Ребенка назвали Номер Семь. Не считая некоторых необходимых процедур, выполнявшихся, пока он оправлялся от шока, седьмой номер был первым подарком, полученным малышом от внешнего мира. Была ли его немота врожденной, оставалось не вполне ясно. Слышать он мог — даже страшным на вид остатком левого уха, а опухоль вокруг глаз быстро спала, вернув мальчику способность видеть. Ему придумали положение, при котором не требовалось частых доз обезболивающих лекарств, и он проводил в нем дни, недели и месяцы. Несмотря на несовместимую с жизнью общую площадь ожогов, ребенок все-таки выжил и начал долгие странствия по больницам, подвергаясь одному осмотру за другим. К тому времени, как он начал произносить слово-другое по-английски, было уже невозможно выяснить, родной ли это для него язык или он набрался этих слов в больнице. У него не было иного прошлого, кроме пожара. В тех палатах, где он последовательно побывал, его называли «малыш», «крошка», «зайка», «пупсик», «солнышко» и «глупыш». В конце концов сестра-хозяйка, особа властная и влиятельная, решительно заявила:

— Нельзя без конца называть ребенка за глаза Номер Семь. Неприлично оно, не по-божески.

Она была сестрой-хозяйкой старой закалки, пользовалась именно такими выражениями и умела добиться своего.

Соответствующее учреждение перебирало одну за другой все буквы алфавита, ибо ребенок был одним из многих, лишившихся детства. Одну девочку здесь только что наградили фамилией Венэйблс. Юная острячка, которой велели придумать фамилию на дубль-вэ, предложила Виндап [Windup — испуг (англ.).], припомнив вовсе не геройское поведение своего шефа во время воздушного налета. Выйдя недавно замуж и сохранив при этом работу, она чувствовала свою защищенность и превосходство над другими. Шеф поморщился и зачеркнул фамилию, представив себе, как ватага ребят станет вопить: «Виндап! Виндап!» Он сам придумал новый вариант, но остался не вполне удовлетворен и заменил его еще одним — безо всяких видимых причин. Просто имя, первым пришедшее ему на ум, будто выскочившее из пустоты, казалось недолговечным — словно он приметил его лишь потому, что оно, по счастливой случайности, свалилось ему прямо в руки. Так, бывает, притаишься в кустах, и вдруг — раз! — перед тобой садится редчайшая из птиц или бабочек, позволяет рассмотреть себя и исчезает — отлетает в сторону, что ли, — оставляя чувство, что больше ты никогда ее не увидишь.
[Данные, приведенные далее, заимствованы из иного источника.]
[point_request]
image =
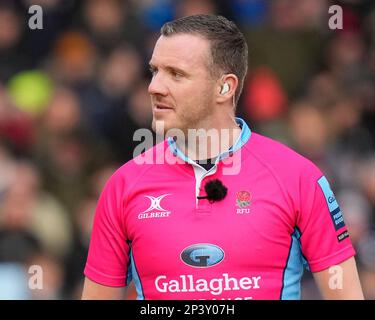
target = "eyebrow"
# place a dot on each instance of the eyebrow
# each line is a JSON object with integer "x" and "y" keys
{"x": 169, "y": 68}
В следующей больнице у мальчика появилось второе имя — Септимус, — но им почти не пользовались. Возможно, из-за созвучия со словом «септический». Его первое имя, Мэттью, превратилось в Мэтти, а так как во всех относящихся к мальчику бумагах по-прежнему писали Номер Семь, фамилия Мэтти никогда не упоминалась. Впрочем, еще долгие годы его детства любым посетителям приходилось долго вглядываться, чтобы за простынями, бинтами и механизмами увидеть что-либо, помимо правой стороны лица.